IFS supervisors are well placed to notice and make use of parallel process dynamics. Detecting parts is the most essential intervention an IFS professional makes after accessing and extending the C qualities of Self-energy. If we have a sense of our own and the supervisee’s systems, we can notice when parts may be unusually active (and unusual parts active).
A common cluster of protectors in supervision
During my 20+ years of experience as a psychotherapist, I have noticed a common cluster of parts can become activated in therapy and then paralleled in supervision. Any one of us who has experienced ACEs (adverse childhood experiences) and been a child victim is likely, looking through an IFS lens, to have what I think of as one or more Drama Triangle (DT) protectors who can be categorised as: Victim, Rescuer, and Persecutor.

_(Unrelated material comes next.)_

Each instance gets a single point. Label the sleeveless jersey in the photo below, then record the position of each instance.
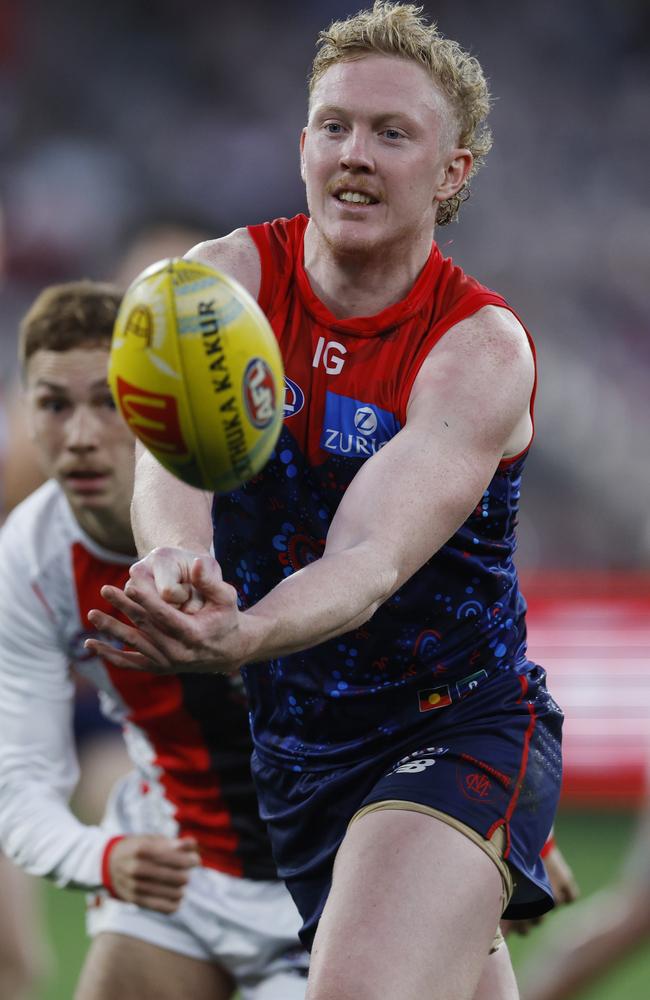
(187, 735)
(459, 618)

DT protectors seem to hide in plain sight, and their ‘realities’ can be very seductive; their activity signifies early and significant wounding (exiles) they aim to avoid for reasons of perceived safety – or lack thereof. I consider it part of my job as an IFS supervisor to parts detect in multiple systems including: myself, the professional in supervision, and the client.
I might notice (either sequentially or simultaneously almost) all the following parts activation (and more):
- Feeling ‘badgered and beleaguered’ by the supervisee (Victim polarising with Perpetrator).
- Siding with the client against the supervisee – which we might experience inside as something like, ‘I’d “Yes, but” you too, if you tried rescuing me like that!’) (Perpetrator polarising with Rescuer trying to ‘fix’ Victim).
- The supervisee falling into helpless victim in need of a supervision rescue (Victim to Rescuer).
Parallel process awareness feeds back into the therapeutic relationship
Embracing the IFS stance of curiosity, and knowing that parallel process occurs naturally, and is not ‘a mistake’ if it happens, I would then share my awareness of the above and check out the relevance for the supervisee and the therapeutic relationship.
Potentially, the supervisee now has more information than previously about:
- The client’s system, including likely problematic interactions with others in their lives, the depth of client wounding and the fear in the system of meeting this.
- Their own system, including trailheads to follow to heal their own relevant exiles and release DT protectors from difficult roles.
In noticing this cluster of parts active in the supervisory dyad, the therapist/practitioner can return to the therapy dyad and welcome these important and extreme protectors. The healing intentions being to:
- Have unblending occur so that Self can be present to and for these burdened managers and firefighters.
- Seek permission for Self’s access to the exiles these protectors keep out of awareness, to offer relationship and healing.